The modeling of magnetic materials at finite temperatures is an ongoing challenge in the field of theoretical physics. This field has strongly benefited from the development of computational methods, which allow to predict material’s properties and explain physical effects on the atomic scale, and are now employed to direct the design of new materials. However, simulations need to be as accurate as possible to give reliable insights into solid-state phenomena, which means that, most desirably, all competing effects occurring in a system at realistic conditions should be included. This task is particularly difficult in the modeling of magnetic materials from first principles, due to the quantum nature of magnetism and its interplay with other phenomena related to the atomic degrees of freedom. The aim of this thesis is therefore to develop methods that enable the inclusion of magnetic effects in finite temperature simulations based on density functional theory (DFT), while considering on the same footing vibrational and structural degrees of freedom,with a particular focus on the high-temperature paramagnetic phase. The type of couplings investigated in this thesis can be separated in two big categories: interplay between magnetism and structure, and between magnetism and vibrations.

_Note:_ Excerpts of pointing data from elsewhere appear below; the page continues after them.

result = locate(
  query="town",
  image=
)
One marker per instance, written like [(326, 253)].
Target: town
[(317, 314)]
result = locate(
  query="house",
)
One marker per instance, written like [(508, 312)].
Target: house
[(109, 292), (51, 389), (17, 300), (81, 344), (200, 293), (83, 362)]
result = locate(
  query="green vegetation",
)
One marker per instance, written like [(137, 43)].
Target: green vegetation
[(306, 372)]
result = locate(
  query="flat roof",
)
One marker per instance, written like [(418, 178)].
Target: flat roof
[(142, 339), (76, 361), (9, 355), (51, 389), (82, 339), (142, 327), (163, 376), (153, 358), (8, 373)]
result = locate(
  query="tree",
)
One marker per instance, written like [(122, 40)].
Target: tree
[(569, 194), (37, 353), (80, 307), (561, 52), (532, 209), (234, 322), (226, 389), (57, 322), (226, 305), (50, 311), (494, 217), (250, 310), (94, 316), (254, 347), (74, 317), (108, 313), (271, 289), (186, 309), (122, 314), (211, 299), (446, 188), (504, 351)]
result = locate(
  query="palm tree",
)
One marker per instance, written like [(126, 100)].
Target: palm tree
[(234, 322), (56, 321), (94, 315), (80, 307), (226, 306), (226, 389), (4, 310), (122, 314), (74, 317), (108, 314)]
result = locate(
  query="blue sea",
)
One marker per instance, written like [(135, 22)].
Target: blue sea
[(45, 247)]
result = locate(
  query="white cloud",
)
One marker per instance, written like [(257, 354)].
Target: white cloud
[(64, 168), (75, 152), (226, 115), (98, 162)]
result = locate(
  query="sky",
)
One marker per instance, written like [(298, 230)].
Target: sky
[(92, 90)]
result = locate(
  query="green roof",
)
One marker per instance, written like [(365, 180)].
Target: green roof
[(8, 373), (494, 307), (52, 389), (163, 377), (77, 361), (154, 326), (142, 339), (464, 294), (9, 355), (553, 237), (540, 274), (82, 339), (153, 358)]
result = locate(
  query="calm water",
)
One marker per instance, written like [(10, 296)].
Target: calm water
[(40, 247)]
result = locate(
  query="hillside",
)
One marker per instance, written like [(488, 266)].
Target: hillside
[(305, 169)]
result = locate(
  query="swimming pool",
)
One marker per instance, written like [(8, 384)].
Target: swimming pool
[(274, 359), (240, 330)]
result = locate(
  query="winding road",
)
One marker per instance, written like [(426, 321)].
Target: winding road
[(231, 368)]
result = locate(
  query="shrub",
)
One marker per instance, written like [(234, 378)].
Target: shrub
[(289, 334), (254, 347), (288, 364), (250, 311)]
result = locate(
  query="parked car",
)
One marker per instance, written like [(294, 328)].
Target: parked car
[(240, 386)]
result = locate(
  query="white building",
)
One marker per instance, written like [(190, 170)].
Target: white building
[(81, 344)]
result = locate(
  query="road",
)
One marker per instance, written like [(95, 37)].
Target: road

Regarding the former category, I have tried to shine some light on the effect of the paramagnetic state on atomic positions in a crystal in the presence of defects or for complicated systems, as opposed to the ordered magnetic state. To model the high-temperature paramagnetic phase of magnetic materials, the disordered local moment (DLM) approach is employed in the whole work. In this framework, I have developed a method to perform local lattice relaxations in the disordered magnetic state, which consists of a step-wise partial relaxation of the atomic positions, while changing the configuration of the magnetic moments at each step of the procedure. This method has been tested on point defects in paramagnetic bcc Fe, namely the single vacancy and, separately, the C interstitial in octahedral position, and on Fe_1-xCr_x alloys, finding non-negligible effects on formation energies. In addition, the feasibility of investigating extended defects like dislocations in the paramagnetic state with this method has also been proven by studying the screw dislocation in bcc Fe. The DLM-relaxation method has then been used to investigate intrinsic and extrinsic defects in CrN, an antiferromagnetic semiconductor studied for thermoelectric applications, found in the paramagnetic state at operating temperature, and a newly synthesized compound, Fe₃CO₇, which features a complicated crystal structure and unusual electronic properties, with possible important implications for the chemistry of Earth’s mantle.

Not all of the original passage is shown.